Hope came to a dead stop. “This makes no sense. The path we’ve been following from this map keeps going straight. But you can see where the trail we’re walking on goes.” She gestured to the left, where the trail curved.
“Isn’t that just some tiny blip your map doesn’t show?”
“No, this trail we’re on doesn’t curve back to match the online path. You can see why.” She pointed to the steep hillside ahead of them. “Are we supposed to climb up and hike cross-country?”
“The answer is in front of your face.” Dee pointed with her flashlight. 
For another scene from my vampire parody, click here

Wednesday, August 8, 2018

Galaxy J7

So I finally bought a new smartphone. I was going to get the original Google Pixel, but reviews said sales were collapsing because users found it hard to manage. I then browsed the older Galaxy S models, but they can be sold by third parties that get terrible reviews on Amazon.

Along the way, I saw some Galaxy J models that were a lot less expensive than the S models, so I turned my nose up at the cheap things.

Looking at multiple reviews, I began to see the sense of the J models. Instead of being the flagship Galaxy S models, they were midline, workable phones that had what I needed without being the latest shiny object. Advertised for 219.99, I managed to get it for a little less when the clerk at the BestBuy brought up a discount. Of course I’ll get the protective case, since my manager recently dropped her S9 into soft dirt, and the screen got a spiderweb crack.

When I say finally, you may not believe what my previous phone was. It had the Microsoft operating system. Some of you will say, “There’s no such thing . . . oh, right.” My friend Kelly introduced me to it years ago, saying it worked just like the commercials said it did. It was the shiny new thing. But years went by. People stopped making apps for it. And it couldn’t download any Android or Apple apps.

So I’ve finally modernized.

On the subject of phones, here’s an excerpt from my urban fantasy manuscript, The Weapons of our Warfare. Stephen, a church intern, has discovered a coven has been spying on them. He returns the favor, with two teams of two on a hilltop in a wilderness. Unfortunately, the coven leader has a certain power.


Frustrated, Stephen listened to the static on his phone, keeping it pressed close to his ear so the sound wouldn’t carry.
“I thought we were far enough away.” Beverly’s jaunty mood was gone. “How are we going to tell them to move into position?”
“The coven leader’s definitely jamming it.” He looked up at the white glow. “But no reaction. As if she sets up a large jamming field by habit.”
Their plan had been simple, but bold. Before the coven leader could start her incantations, he and Beverly would confront her. If they were charged, he would throw Beverly down the hillside, if necessary, to save her.
Stephen’s hand tightened into a fist around the cell phone as he stayed determined to keep that part of the plan from her.
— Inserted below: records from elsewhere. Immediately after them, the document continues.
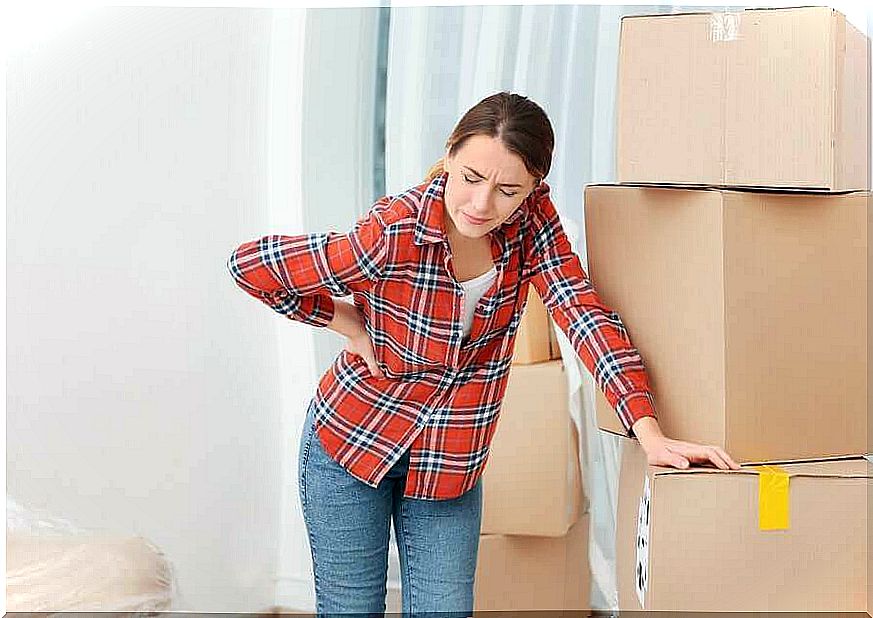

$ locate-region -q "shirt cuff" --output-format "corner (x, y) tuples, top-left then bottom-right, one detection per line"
(616, 391), (658, 438)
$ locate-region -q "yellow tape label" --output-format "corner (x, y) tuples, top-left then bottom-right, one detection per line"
(757, 466), (788, 530)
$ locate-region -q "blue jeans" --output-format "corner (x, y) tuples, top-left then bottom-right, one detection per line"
(298, 401), (482, 618)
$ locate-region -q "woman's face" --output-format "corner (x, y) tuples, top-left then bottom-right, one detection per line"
(443, 135), (536, 238)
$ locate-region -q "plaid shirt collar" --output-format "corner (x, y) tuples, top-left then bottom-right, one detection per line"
(414, 172), (536, 245)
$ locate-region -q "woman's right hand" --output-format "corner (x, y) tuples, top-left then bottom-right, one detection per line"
(327, 298), (385, 378)
(346, 325), (385, 378)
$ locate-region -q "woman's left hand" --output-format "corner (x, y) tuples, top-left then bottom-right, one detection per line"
(640, 436), (740, 470)
(633, 416), (740, 470)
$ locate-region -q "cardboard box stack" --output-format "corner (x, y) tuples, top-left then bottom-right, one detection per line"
(474, 285), (591, 610)
(585, 7), (873, 612)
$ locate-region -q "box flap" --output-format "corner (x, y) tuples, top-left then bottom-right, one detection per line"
(649, 457), (873, 478)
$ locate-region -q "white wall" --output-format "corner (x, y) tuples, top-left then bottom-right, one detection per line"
(7, 7), (292, 611)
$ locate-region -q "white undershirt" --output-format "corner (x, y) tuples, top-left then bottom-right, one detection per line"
(458, 266), (497, 337)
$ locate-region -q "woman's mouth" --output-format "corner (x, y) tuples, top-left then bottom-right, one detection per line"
(462, 211), (490, 225)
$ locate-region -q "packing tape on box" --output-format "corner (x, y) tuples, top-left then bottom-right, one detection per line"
(755, 466), (789, 530)
(709, 11), (740, 42)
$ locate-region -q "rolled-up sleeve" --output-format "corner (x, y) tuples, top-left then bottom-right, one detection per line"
(530, 185), (657, 437)
(226, 198), (388, 327)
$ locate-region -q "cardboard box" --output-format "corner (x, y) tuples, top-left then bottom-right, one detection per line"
(616, 438), (873, 612)
(511, 285), (551, 365)
(480, 361), (587, 536)
(616, 6), (870, 191)
(473, 514), (591, 611)
(585, 184), (871, 463)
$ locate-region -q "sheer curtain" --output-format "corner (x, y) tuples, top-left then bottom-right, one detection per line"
(386, 5), (673, 609)
(282, 2), (871, 609)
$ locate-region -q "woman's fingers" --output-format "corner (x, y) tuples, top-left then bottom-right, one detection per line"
(715, 446), (740, 470)
(662, 438), (740, 470)
(664, 445), (691, 468)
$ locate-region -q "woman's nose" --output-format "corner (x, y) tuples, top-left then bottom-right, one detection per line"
(470, 190), (492, 218)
Assuming the coven leader would flee in the opposite direction, Terrence and Minerva would apprehend her, Terrence using his authority as a police officer and a certain obscure statute they had looked up. The coven members would scatter.
But the hiss of static threatened to make it all in vain. The two teams couldn’t communicate, couldn’t warn or assure each other. Even worse, Stephen couldn’t tell if she knew they were there after all. Was it right for him to lead on, risking the others?